Aristoteles: Grundwissen Philosophie by Wolfgang Detel

Aristoteles: Grundwissen Philosophie by Wolfgang Detel

Autor:Wolfgang Detel [Detel, Wolfgang]
Die sprache: deu
Format: epub
veröffentlicht: 2013-11-13T00:00:00+00:00


Aristoteles plädiert mit seiner ethischen Theorie der Charaktertugenden nicht für eine emotionale und charakterliche Mäßigung in allen Lebenslagen, sondern für eine emotionale und charakterliche Reaktion, die der jeweiligen Situation angemessen ist. Wenn es die Situation erfordert, können auch starke Gefühle wie großer Zorn und entsprechende Handlungen angemessen sein. Von entscheidender Bedeutung für das Treffen der charakterlichen Mitte in Wahl und Vollzug der angemessenen Handlungen ist die richtige emotionale Reaktion. Denn es ist vornehmlich ein Zuviel oder Zuwenig an Gefühlen, das uns nach Aristoteles zuweilen zu Willensstärke zwingt oder gar in Willensschwäche oder Schlechtigkeit abgleiten lässt. Eine grundlegende Voraussetzung der Lehre von den Charaktertugenden ist daher, dass es Sinn macht, zwischen vernünftigen und unvernünftigen Gefühlen zu unterscheiden – eine Theorie der rationalen Gefühle muss Teil der Ethik sein.

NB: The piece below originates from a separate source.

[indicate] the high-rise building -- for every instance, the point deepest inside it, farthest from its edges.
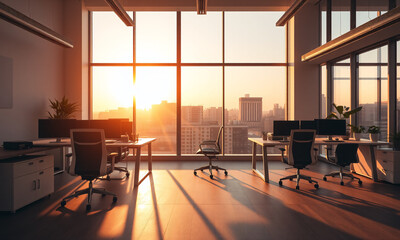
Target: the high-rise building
(192, 114)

Die Umrisse einer solchen Theorie deutet Aristoteles an verschiedenen Stellen seines Werkes an, vor allem in der Rhetorik (Rhet. II 2–11); es gibt auch einige Hinweise in der Schrift Über die Seele (An. I 1) und den Ethiken (z. B. EE II 2).30 Die grundlegende Bestimmung ist, dass Gefühle »Widerfahrnisse (pathe) der Seele« sind. Widerfahrnisse allgemein sind leicht entstehende und vergehende Qualitäten eines Dinges, die dieses Ding ohne eigenes Zutun annimmt und ablegt, die es also in diesem allgemeinen Sinne »erleidet«. Die Widerfahrnisse einer menschlichen Seele werden von einem externen Ding x mit der Eigenschaft Q hervorgerufen und haben einen Inhalt, der dem Sachverhalt Q(x) entspricht oder ihm »ähnlich« ist. [94] Obgleich Aristoteles noch nicht über einen klaren Begriff des Gehaltes verfügte, können wir diese Bestimmungen so lesen, dass alle Widerfahrnisse der Seele, mithin alle Gefühle, einen Gehalt haben. Dies wird an der Bestimmung der Emotionen, die eine Unterklasse der Gefühle bilden, besonders deutlich. Denn Aristoteles bestimmt die Emotionen als jene Gefühle, die ein spezifisches formales Objekt haben, das nicht unbedingt tatsächlich existieren muss, von dem der Träger der Emotion aber annehmen muss, dass es existiert. Das formale Objekt einer Emotion ist nach Aristoteles, allgemein formuliert, eine Handlung oder ein Zustand H eines Lebewesens y mit einer Eigenschaft Q (symbolisch formuliert: Q(H(y)), d. h., die Handlung H von y weist die Eigenschaft Q auf). Das formale Objekt des Angstgefühls eines Fußsoldaten kann beispielsweise der Sachverhalt sein, dass der Angriff eines Reiters Todesgefahr bedeutet. Dieses Angstgefühl bezieht sich auf die Gefahr allgemein, die von einem Reiterangriff ausgeht (das »Worüber« der Emotion), außerdem auf den konkreten Reiter, von dem die Gefahr in der jeweiligen Situation ausgeht (die »Zielperson« der Emotion), und schließlich auf den Umstand, dass die empfindende Person ein Fußsoldat ist und einer Gefahr ausgesetzt ist (auf die Eigenschaften und den Zustand des Emotionsträgers).

Diese drei Aspekte der Gefühle sind mögliche Gegenstände von Urteilen. Die Angemessenheit unserer emotionalen Reaktion hängt daher nach Aristoteles wesentlich von der Richtigkeit unserer Urteile in Hinsicht auf das Worüber, die Zielperson und den Zustand des Emotionsträgers ab. Aristoteles skizziert also die Grundzüge einer kognitiven Gefühlstheorie, in der Raum gemacht wird für eine sinnvolle Unterscheidung zwischen rationalen (angemessenen) und irrationalen (unangemessenen) Gefühlen. Von hier aus wird Aristoteles’ Behauptung verständlich, dass menschliche Emotionen einerseits von Urteilen beeinflusst werden und andererseits selbst Urteile beeinflussen können.